One of the qualities of the “Penguin Monarchs” series that I have come to appreciate is the caliber of the authors the editors employed to produce their short works. The names read like a catalog of some of the leading historians in their fields: John Gillingham, Anne Curry, John Guy, Mark Kishlansky, and David Cannadine, who are just some of the renowned names adorning the volumes that have been produced. Seeing their names attached to brief biographies aimed at a general audience can at times seem like overkill, but with them comes the depth of study that can bring real insight to even a cursory overview.

Among those for whom this is true is Edmund King. As a longtime historian of the medieval era, King has written several well-regarded books about Anglo-Norman England, including a biography of Stephen for the Yale English Monarchs series.
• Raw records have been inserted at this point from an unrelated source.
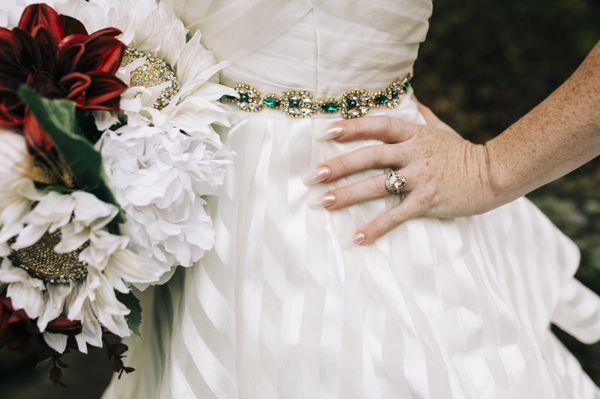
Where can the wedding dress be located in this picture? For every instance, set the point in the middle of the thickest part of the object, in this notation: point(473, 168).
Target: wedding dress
point(287, 307)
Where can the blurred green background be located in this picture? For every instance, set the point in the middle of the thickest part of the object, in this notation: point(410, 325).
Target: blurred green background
point(484, 65)
point(487, 63)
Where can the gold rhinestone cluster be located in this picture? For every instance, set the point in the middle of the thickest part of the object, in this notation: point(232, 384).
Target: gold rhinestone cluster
point(153, 72)
point(42, 262)
point(302, 104)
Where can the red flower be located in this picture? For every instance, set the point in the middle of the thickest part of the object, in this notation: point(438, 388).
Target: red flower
point(19, 332)
point(56, 56)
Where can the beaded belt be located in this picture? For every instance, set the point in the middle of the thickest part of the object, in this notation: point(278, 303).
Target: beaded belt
point(301, 103)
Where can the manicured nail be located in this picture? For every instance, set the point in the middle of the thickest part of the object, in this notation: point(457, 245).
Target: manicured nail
point(359, 238)
point(332, 133)
point(324, 201)
point(317, 176)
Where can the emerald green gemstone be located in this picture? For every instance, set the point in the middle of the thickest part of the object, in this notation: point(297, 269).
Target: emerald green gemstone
point(330, 107)
point(382, 99)
point(271, 102)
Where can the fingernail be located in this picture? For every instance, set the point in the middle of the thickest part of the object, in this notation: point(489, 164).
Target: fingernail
point(317, 176)
point(324, 201)
point(332, 133)
point(359, 238)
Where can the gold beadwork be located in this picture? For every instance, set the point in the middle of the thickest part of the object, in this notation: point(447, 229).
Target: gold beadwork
point(302, 104)
point(298, 103)
point(42, 262)
point(250, 99)
point(153, 72)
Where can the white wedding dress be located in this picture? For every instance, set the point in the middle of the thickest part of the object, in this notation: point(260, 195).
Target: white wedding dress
point(287, 307)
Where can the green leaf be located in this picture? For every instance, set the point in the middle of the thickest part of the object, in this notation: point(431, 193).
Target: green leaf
point(57, 118)
point(134, 318)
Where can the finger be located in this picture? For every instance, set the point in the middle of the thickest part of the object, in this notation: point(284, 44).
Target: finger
point(409, 208)
point(384, 128)
point(370, 157)
point(364, 190)
point(430, 118)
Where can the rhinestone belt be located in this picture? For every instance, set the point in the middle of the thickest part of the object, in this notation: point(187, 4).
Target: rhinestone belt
point(301, 103)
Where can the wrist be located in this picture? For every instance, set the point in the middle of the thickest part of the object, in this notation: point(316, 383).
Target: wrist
point(500, 186)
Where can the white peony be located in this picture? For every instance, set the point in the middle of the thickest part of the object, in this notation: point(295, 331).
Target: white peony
point(163, 161)
point(27, 215)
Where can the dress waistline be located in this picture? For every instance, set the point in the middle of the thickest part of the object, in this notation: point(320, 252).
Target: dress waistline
point(299, 103)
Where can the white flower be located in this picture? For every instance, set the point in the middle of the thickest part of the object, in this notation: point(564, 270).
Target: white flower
point(159, 177)
point(27, 215)
point(11, 10)
point(162, 163)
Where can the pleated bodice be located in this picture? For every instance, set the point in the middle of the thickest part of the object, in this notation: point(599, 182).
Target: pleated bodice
point(320, 45)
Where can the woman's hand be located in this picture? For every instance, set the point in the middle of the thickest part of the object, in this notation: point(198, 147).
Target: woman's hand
point(446, 175)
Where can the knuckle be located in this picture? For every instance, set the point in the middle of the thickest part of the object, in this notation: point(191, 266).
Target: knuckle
point(338, 166)
point(428, 198)
point(344, 196)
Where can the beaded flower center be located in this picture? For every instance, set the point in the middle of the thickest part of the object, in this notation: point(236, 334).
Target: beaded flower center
point(42, 262)
point(153, 72)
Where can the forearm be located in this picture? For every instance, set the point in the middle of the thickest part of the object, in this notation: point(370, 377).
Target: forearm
point(559, 135)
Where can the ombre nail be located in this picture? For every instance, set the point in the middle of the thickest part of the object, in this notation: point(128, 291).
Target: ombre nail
point(324, 201)
point(317, 176)
point(332, 133)
point(359, 238)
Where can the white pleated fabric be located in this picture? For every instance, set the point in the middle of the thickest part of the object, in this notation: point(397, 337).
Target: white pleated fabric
point(287, 307)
His erudition is fully on display in his short biography of Henry I, which begins with a brief consideration of Henry’s historical reputation and his conscious role in shaping it. King also stakes out within it his own approach to his subject, which involves assessing Henry on the monarch’s own self-professed values.

King then follows this up with five chapters covering Henry’s life. While arranged in a chronological manner, he adopts for each of them an interpretive theme that is based on Henry’s priorities. As a result, the reader gets chapters that focus on such issues as loyalty, his family, and his governing style as king. It’s an interesting way of looking at Henry, but at times it’s an approach that seems affected. Fortunately, King doesn’t press it too far, as he allows himself the flexibility in each chapter to cover aspects of Henry’s life that don’t necessarily fit with a rigidly thematic approach.

In covering Henry, however, King makes an assumption of his reader’s familiarity with the Anglo-Norman background that works to the detriment of the book’s goal. It’s a flaw that is ironically the result of one of the greatest merits of the Penguin series, which is the expertise the authors bring to their subjects. While this is reflected in King’s perceptive and assured judgments of Henry, it also results in a book that reads more as an extended essay meant for an audience of students rather than the introduction to Henry’s life and times aimed towards the general reader.

In this respect King’s book can be a little frustrating. For all of his knowledgeable assessments of Henry, his book falls short in terms of its goal. This doesn’t make for a bad biography – indeed, King’s may prove to be the best one available – but in terms of making the life of such a popularly underappreciated monarch more accessible King falls short of the goal.